Its tenants include several government agencies and departments, such as the Privy Council and Veterans Affairs Canada, as well as co-working giant Spaces, which occupies about 72,000 square feet.

Graeme Webster, a partner at Koble Commercial Real Estate and Brokerage who represented the buyers, said 66 Slater boasts a strong lineup of long-term government tenants and is further bolstered by the presence of Spaces, making it an attractive long-term investment for a firm like Katasa.

“When you walk through the space … they’ve invested a lot of money,” he said of Spaces, a multinational provider of flexible office real estate. “It’s cutting-edge co-working space.”

In Katasa, 130 Slater has an owner that’s no stranger to the daunting task of transforming a 57-year-old office tower into a modern residential complex.

The company has overseen a number of conversion projects in Montreal and Ottawa, including the Theo building, a 12-storey office-turned-student residence at the corner of Rideau Street and King Edward Avenue.

‘Not afraid’ of conversions

Chowieri said the company has been scoping out other opportunities to get back in the conversion game, but finding the right property is often easier said than done. 

“We have quite a bit of experience in conversions, so we were not afraid of that,” she said, adding the firm conducted “extensive studies” of 130 Slater to determine whether it was a viable candidate before pulling the trigger on the deal.

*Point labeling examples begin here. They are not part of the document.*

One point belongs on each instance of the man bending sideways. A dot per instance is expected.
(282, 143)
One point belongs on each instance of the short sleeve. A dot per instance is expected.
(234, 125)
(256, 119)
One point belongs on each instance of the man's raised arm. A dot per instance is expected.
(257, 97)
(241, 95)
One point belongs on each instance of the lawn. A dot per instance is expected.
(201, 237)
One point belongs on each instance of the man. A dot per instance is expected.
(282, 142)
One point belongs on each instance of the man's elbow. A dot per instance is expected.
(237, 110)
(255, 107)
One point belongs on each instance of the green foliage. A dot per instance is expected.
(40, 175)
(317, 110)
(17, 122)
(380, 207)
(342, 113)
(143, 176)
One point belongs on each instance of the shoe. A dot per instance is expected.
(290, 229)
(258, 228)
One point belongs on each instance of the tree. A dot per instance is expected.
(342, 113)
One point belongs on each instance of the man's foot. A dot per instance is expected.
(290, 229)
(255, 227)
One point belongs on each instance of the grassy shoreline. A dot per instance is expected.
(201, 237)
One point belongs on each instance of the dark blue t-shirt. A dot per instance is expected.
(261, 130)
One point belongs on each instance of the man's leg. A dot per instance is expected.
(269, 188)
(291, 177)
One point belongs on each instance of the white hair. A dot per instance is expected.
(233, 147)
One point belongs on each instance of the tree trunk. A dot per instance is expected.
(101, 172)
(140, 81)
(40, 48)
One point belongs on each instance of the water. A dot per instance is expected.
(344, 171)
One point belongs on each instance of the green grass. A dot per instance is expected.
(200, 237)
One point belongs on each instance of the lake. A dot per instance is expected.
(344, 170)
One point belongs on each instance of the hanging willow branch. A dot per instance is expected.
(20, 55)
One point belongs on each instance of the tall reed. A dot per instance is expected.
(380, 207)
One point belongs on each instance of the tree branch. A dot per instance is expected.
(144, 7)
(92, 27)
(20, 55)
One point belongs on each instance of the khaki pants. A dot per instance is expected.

“There are currently a lot of office buildings that are empty downtown and have possibilities of being converted that are for sale. However, the footprints don’t necessarily work.” 

Thursday’s sale is another sign that more developers are embracing the concept of conversions as the escalating housing crisis dominates headlines and Ottawa’s downtown office vacancy rate rises to record highs amid the shift to hybrid work during the pandemic.

In announcing the capital’s latest conversion project, KTS is following in the footsteps of Ottawa-based CLV Group, which recently completed a major redevelopment of a former government office building at 473 Albert St. into a 158-unit apartment complex.

Last month, CLV announced it is poised to launch its second conversion project at the recently vacated Narono Building at 360 Laurier Ave.

With the federal government planning to divest aging office properties in the National Capital Region and other 1960s-era buildings nearing the end of their life cycles, Webster said it’s no surprise that office-to-residential conversions have become the topic du jour in local development circles.

“At the end of the day, there’s residential demand, there’s pressure from virtually all levels of government to really look at (converting) existing (office) real estate and make a run for residential.”